Is there a strong functions are verbs, variables are nouns convention in R or Python? If so, “model” isn’t the best choice. It’s more like “condition” as I had it before if the data’s included. “sample” can work either way, as a noun or a verb, and I take “sample” to be roughly synonymous with “draws” in that a sample is made up of a number of draws.

posterior = pystan.posterior(program, data, seed)
sample = model.sample(seed)


It is, it’s just callling static methods on a c++ object, right?


This is true, but in my head, I was ignoring it because the compilation doesn’t actually take place the second time you give it data if your Stan program hasn’t changed on the disk.


Does PyStan have that same make-like functionality? If not, that’d be a great thing to add.

Does R have an object encapsulating the compiled but uninstantiated program?

I wasn’t suggesting that people would go through these steps—I’m guessing everyone will want the one-liner just like now.

I was just trying to outline what the basic building blocks were.

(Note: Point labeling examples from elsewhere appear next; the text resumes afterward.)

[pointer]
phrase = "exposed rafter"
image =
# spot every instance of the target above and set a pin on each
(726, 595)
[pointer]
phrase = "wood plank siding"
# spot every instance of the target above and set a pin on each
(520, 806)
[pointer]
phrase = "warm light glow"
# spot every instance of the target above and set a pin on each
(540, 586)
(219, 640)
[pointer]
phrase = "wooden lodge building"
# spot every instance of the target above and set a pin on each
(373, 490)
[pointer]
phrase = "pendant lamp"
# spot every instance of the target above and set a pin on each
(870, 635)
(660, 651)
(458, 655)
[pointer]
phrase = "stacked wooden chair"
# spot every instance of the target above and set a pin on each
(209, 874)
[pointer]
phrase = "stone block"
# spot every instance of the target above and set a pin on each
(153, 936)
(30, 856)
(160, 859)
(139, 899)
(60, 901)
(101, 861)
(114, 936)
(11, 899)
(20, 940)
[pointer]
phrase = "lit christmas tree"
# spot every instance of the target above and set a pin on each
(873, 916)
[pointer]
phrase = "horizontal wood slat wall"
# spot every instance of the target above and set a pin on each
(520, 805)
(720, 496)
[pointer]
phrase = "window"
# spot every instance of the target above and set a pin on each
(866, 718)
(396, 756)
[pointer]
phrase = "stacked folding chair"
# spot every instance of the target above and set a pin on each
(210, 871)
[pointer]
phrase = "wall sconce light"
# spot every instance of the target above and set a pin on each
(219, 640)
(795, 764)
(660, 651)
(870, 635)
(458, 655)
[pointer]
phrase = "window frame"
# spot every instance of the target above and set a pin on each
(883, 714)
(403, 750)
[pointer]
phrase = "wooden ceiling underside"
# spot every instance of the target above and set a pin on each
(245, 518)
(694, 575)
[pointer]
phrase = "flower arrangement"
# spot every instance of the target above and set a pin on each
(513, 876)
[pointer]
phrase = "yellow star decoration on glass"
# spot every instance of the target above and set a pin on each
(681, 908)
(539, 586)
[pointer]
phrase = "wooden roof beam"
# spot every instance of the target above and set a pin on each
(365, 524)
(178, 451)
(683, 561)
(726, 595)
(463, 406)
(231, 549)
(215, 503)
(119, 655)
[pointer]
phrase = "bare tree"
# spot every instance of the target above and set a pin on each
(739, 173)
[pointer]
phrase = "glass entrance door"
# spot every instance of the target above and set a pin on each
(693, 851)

I do think it makes sense to expose things rather than leave them implicit. And it helps the user understand what’s going on with the stan() function itself to understand the longer-form of what it goes through.


That is really the question, to create one or not.


I agree with Ben here, this is the question. Do we need to have an object that users interact with which holds information about the compiled but uninstantiated program? If so, what else does it do?

Re: one-liner stan(.........). I think we should deprecate this in favor of the proposed two-line sequence. We should have one recommended way to do things.

In favor of the two-line sequence. Separating model compilation (+ instantiation with data) from sampling/optimizing is useful. It makes writing documentation easier. It happens to be more in keeping with people’s expectations in Python too. (People familiar with scikit-learn will be very comfortable with splitting up the model setup from the model fitting.)


I think we all agree that what goes on under the hood is:

  1. translate Stan program to C++
  2. compile and link C++ program
  3. instantiate C++ class with data
  4. run sampling or optimization or whatever

The output of step (3) is what you need to evaluate densities, and I think we’re converging on exposing that to the user as its own object that’s not tied up witha fit object.

If you don’t expose the compiled and linked C++ program resulting from (2), then your first function call has to be a lot more complex:

A. a single function does all of (1)–(3). But before doing (1) and (2), it checks to see if the Stan program already has a compiled and linked C++ program and reuses it if so
B. run sampling or optimization

Are you saying that if you have A & B, you don’t want to have a single function that combines them?

In R, users are used to one liners that specify the model and the data. And I don’t think there’s the fussiness about not having multiple ways to do things that Python seems to have (but doesn’t follow, of course, because it’s a programming language, so what the Python people tell me is that what they really meant is that there’s usually only one suitably pythonic way to do things).